Setup: my journal has ~425 graded singles across NBA, MLB, and MMA. I was applying per-sport Platt scaling (one A/B sigmoid fit per sport) as a final residual correction after the Elo + form + market-anchor blend. Standard pattern from the binary-classifier literature.
Worked fine until I started bucketing the journal by verdict tier (STRONG BET vs GOOD BET) and noticed the two tiers were miscalibrated in opposite directions:
NBA STRONG (eff_n=28, 30d half-life): A = -6.83, B = +4.23
NBA GOOD (eff_n=22): A = +2.65, B = -1.77
MLB STRONG (eff_n=46): A = +3.57, B = -2.52
MLB GOOD (eff_n=127): A = +2.10, B = -1.12
The NBA STRONG and GOOD slopes disagree on sign. The single per-sport NBA fit (A=-1.36) was averaging those two errors and correcting both buckets wrong.
Fixed by switching to per-(sport, verdict_tier) Platt with a fallback chain: per-bucket when eff_n ≥ 12, else per-sport, else global, else identity. Verdict tier at inference is inferred from the probability band (p ≥ 0.68 = STRONG, 0.55-0.68 = GOOD) since the actual verdict label isn't known until edge is computed downstream.
Delta on synthetic predictions:
NBA STRONG @ p=0.78: per-sport -> 0.358, per-bucket -> 0.251 (-10.7pt)
MLB GOOD @ p=0.62: per-sport -> 0.516, per-bucket -> 0.546 (+3.0pt)
Calibration audit is live at lakeshore-edge.com/model if anyone wants the raw data. Per-bucket coefficients update on the journal reflect loop.
Caveats I'm aware of:
- 425 bets is still tiny for a 2-parameter sigmoid per bucket
- Verdict-tier inference from p-band has its own selection bias (high-p picks become STRONG more often, so the bucket fit is fitting on a non-random subset)

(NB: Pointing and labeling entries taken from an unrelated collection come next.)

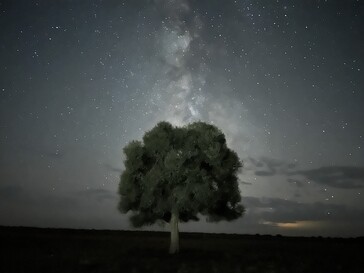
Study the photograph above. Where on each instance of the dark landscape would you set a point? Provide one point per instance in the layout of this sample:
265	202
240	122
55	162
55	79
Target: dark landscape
67	250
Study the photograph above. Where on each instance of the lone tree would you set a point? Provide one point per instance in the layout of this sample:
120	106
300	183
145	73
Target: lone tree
177	173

- Time-decay weighting (30d half-life) is plausible but not validated against a held-out window
Question for the sub: anyone done per-bucket calibration in this kind of small-sample regime? Specifically deciding between hierarchical Bayes (pool partial information across buckets) and the simpler fallback chain I'm running now.